Le crash vient alors fracturer le film comme il fracture son existence : montage heurté, obscurité, perte de repères, puis ce basculement brutal vers un silence. Ensuite, les plans s’étirent, les dialogues se raréfient, la musique disparaît, et l’ellipse de quatre ans transforme le corps de Hanks en archive du temps qui passe : non pas un héros qui accumule des exploits, mais un homme qui s’use, littéralement.
Plus tard, lorsque Chuck arrache le feu à la pierre, son cri animal face à la première flamme célèbre une reconquête minimale du réel.

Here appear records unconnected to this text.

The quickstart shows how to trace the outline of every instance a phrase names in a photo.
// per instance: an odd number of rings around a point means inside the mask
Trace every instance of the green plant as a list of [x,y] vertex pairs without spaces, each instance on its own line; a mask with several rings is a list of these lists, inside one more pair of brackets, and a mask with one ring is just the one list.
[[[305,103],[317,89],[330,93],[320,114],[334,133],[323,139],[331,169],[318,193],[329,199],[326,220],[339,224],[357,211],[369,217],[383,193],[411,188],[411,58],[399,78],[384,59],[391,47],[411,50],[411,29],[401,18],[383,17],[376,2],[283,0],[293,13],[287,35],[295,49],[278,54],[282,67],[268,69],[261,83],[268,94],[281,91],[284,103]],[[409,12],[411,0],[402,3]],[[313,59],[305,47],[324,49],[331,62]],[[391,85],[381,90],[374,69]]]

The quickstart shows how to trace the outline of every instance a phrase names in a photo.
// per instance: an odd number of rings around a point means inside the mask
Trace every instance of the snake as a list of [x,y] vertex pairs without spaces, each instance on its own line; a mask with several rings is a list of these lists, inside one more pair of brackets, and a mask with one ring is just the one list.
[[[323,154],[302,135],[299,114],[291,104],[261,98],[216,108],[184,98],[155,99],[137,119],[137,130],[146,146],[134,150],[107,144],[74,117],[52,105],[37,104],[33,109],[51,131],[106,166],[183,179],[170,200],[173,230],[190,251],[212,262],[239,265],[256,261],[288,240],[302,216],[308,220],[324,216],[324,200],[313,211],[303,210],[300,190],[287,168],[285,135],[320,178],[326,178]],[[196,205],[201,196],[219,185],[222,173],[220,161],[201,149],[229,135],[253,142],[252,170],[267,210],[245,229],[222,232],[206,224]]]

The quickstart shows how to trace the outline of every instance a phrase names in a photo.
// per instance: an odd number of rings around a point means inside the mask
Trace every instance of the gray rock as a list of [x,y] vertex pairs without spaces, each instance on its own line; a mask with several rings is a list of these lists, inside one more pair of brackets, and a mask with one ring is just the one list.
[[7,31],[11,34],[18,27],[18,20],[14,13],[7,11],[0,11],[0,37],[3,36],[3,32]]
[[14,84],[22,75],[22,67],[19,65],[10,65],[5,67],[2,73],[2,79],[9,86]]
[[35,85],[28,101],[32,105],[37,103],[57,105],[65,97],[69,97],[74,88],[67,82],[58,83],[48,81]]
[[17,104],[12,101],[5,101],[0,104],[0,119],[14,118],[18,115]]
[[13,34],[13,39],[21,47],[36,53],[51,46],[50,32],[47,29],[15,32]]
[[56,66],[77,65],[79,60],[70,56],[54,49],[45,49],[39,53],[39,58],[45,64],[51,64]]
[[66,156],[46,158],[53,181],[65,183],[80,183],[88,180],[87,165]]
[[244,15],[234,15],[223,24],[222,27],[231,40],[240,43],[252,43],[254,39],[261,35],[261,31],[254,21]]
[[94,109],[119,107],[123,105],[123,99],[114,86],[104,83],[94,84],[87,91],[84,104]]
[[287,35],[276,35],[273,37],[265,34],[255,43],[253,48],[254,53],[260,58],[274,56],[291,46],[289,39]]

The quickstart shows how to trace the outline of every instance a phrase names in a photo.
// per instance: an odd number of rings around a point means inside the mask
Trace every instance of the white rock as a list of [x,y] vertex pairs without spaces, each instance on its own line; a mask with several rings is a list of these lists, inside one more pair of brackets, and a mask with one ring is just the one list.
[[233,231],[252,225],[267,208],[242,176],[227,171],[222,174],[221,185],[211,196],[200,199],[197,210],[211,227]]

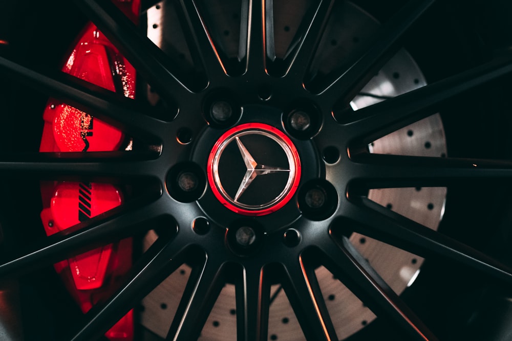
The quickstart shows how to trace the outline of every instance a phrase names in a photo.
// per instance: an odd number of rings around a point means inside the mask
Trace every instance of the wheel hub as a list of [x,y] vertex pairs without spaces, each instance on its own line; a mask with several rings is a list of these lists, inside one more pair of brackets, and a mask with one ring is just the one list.
[[293,196],[301,179],[296,148],[282,131],[267,124],[232,128],[210,153],[208,183],[227,209],[244,215],[275,212]]

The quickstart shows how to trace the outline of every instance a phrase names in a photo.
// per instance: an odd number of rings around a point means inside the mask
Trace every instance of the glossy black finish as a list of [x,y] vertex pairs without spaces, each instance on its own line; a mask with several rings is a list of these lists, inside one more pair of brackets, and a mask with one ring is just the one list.
[[[0,172],[6,176],[15,178],[23,173],[40,179],[53,176],[55,179],[109,181],[112,178],[140,178],[157,184],[146,200],[123,206],[91,219],[87,224],[48,237],[41,244],[30,245],[28,251],[5,255],[0,265],[0,275],[24,273],[98,243],[140,231],[162,226],[173,232],[176,230],[168,237],[162,235],[159,237],[140,257],[129,277],[110,299],[85,316],[85,321],[72,339],[101,337],[185,262],[192,266],[193,271],[168,339],[196,339],[226,283],[234,283],[236,287],[238,339],[267,339],[270,286],[276,282],[282,284],[308,340],[337,339],[334,322],[327,312],[314,275],[318,265],[330,269],[365,304],[401,328],[410,339],[437,339],[348,242],[346,235],[354,231],[416,254],[459,262],[475,270],[476,276],[483,274],[507,284],[512,283],[512,270],[499,261],[386,210],[366,197],[370,188],[450,186],[468,179],[492,181],[497,178],[508,183],[512,178],[509,161],[372,155],[366,148],[367,143],[375,139],[435,113],[445,101],[506,76],[512,71],[509,60],[477,67],[356,113],[342,110],[396,52],[399,38],[433,0],[408,3],[385,24],[381,34],[365,53],[320,92],[310,92],[304,83],[333,1],[319,1],[309,13],[301,26],[302,39],[292,57],[285,61],[285,66],[279,72],[275,65],[271,66],[269,56],[273,49],[273,37],[264,29],[265,20],[271,15],[272,9],[264,8],[268,3],[265,1],[243,1],[240,69],[243,71],[234,76],[228,74],[230,69],[225,66],[217,53],[218,48],[197,7],[192,1],[176,2],[198,73],[206,78],[204,88],[191,86],[187,80],[175,76],[169,66],[170,61],[162,51],[110,2],[75,2],[154,90],[178,110],[177,115],[173,115],[176,116],[174,121],[164,121],[154,118],[158,116],[153,112],[154,108],[139,101],[114,96],[62,75],[42,75],[0,57],[3,76],[97,116],[150,146],[148,151],[142,154],[0,154]],[[269,74],[272,70],[282,77]],[[262,86],[271,94],[263,96],[268,97],[264,99],[268,101],[261,100]],[[208,148],[228,127],[222,124],[208,126],[204,113],[205,107],[209,106],[205,103],[214,102],[211,94],[223,89],[228,89],[229,93],[222,92],[225,97],[219,96],[219,100],[229,100],[234,96],[241,107],[250,109],[247,112],[241,111],[241,118],[237,118],[242,121],[282,122],[282,117],[279,115],[268,117],[275,112],[289,112],[285,109],[296,107],[302,101],[314,103],[320,113],[318,131],[308,136],[307,141],[293,141],[302,146],[297,147],[301,163],[313,165],[313,170],[303,178],[301,186],[307,186],[308,180],[329,184],[330,189],[326,190],[327,197],[331,198],[329,210],[326,213],[301,214],[296,208],[301,205],[298,197],[280,211],[255,218],[258,247],[250,252],[236,247],[233,249],[235,244],[229,231],[242,223],[237,220],[239,217],[218,203],[215,208],[221,211],[214,213],[204,203],[215,200],[202,177],[205,174]],[[250,115],[251,110],[255,112],[255,107],[267,107],[270,113],[261,117]],[[230,126],[238,122],[229,121]],[[274,125],[286,131],[286,127]],[[191,143],[180,143],[176,139],[184,127],[193,137]],[[198,146],[204,148],[198,151]],[[318,151],[327,148],[338,151],[339,161],[329,158],[332,162],[319,163]],[[184,196],[183,193],[178,193],[177,196],[174,185],[170,185],[179,176],[180,171],[175,170],[183,170],[184,165],[191,167],[202,179],[199,190],[190,197]],[[200,232],[195,231],[193,224],[205,216],[209,218],[209,227]],[[284,233],[290,228],[298,233],[300,238],[285,245]],[[228,246],[230,244],[231,247]]]

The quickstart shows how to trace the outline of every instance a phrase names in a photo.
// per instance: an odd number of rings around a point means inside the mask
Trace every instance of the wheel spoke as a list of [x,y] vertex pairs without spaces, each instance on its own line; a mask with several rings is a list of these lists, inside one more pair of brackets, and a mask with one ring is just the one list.
[[[97,246],[148,230],[165,214],[162,199],[149,204],[137,201],[119,207],[45,238],[32,251],[0,265],[0,276],[26,272]],[[105,218],[105,216],[107,218]]]
[[128,279],[108,301],[94,307],[73,341],[99,339],[168,276],[184,262],[180,240],[160,237],[141,256]]
[[400,48],[399,39],[435,0],[409,2],[385,24],[372,44],[352,66],[330,85],[322,94],[327,98],[341,98],[348,104],[375,73]]
[[[246,75],[258,77],[266,72],[267,39],[266,18],[271,17],[271,6],[265,6],[265,0],[242,2],[240,28],[240,49],[245,49]],[[272,43],[273,38],[271,38]]]
[[287,264],[283,288],[291,304],[306,339],[334,341],[334,327],[314,273],[314,267],[301,257]]
[[363,108],[336,115],[347,133],[368,144],[435,112],[456,96],[512,72],[512,60],[496,60],[437,83]]
[[[367,198],[347,202],[351,230],[424,257],[459,262],[497,279],[512,283],[512,269],[470,246],[418,224]],[[341,229],[333,231],[341,233]]]
[[185,36],[192,55],[198,57],[211,82],[226,75],[226,70],[206,25],[193,1],[181,0],[178,16],[182,20]]
[[189,98],[190,90],[169,69],[168,57],[114,4],[102,1],[100,4],[96,0],[75,2],[162,97],[168,101]]
[[378,316],[389,319],[412,339],[437,340],[345,237],[322,245],[324,265]]
[[[512,180],[512,161],[409,156],[368,153],[351,157],[357,179],[351,187],[363,190],[417,186],[446,186],[470,181]],[[359,184],[358,184],[359,183]]]
[[290,62],[288,74],[299,75],[302,82],[313,57],[316,53],[320,39],[324,34],[326,24],[332,9],[334,0],[321,0],[313,11],[311,21],[305,27],[302,40],[297,47]]
[[[0,57],[0,71],[27,86],[62,101],[150,143],[164,134],[163,122],[143,113],[154,109],[63,73],[50,77]],[[155,139],[155,135],[158,139]]]
[[197,339],[225,284],[223,271],[221,263],[210,257],[203,264],[193,267],[167,339]]
[[264,268],[246,269],[237,283],[237,334],[238,341],[268,339],[270,286]]
[[133,151],[0,153],[0,173],[10,177],[91,181],[151,176],[158,152]]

Et Wilson, ballon devenu interlocuteur, n’est pas un gadget scénaristique mais une nécessité symbolique : sans altérité, même imaginaire, le sujet se délite. Alors, lorsque la mer l’emporte, le cri de Chuck fend le film d’une douleur disproportionnée et pourtant juste car c'est cette fiction qui le tenait debout.
Le retour au monde ne répare rien. Les cadres se réordonnent, les mots affluent, mais Chuck demeure déplacé dans une temporalité qui n’est plus la sienne. Le dernier carrefour, filmé à distance, refuse toute résolution : après l’absence de choix imposée par la survie, voici l’angoisse de la liberté.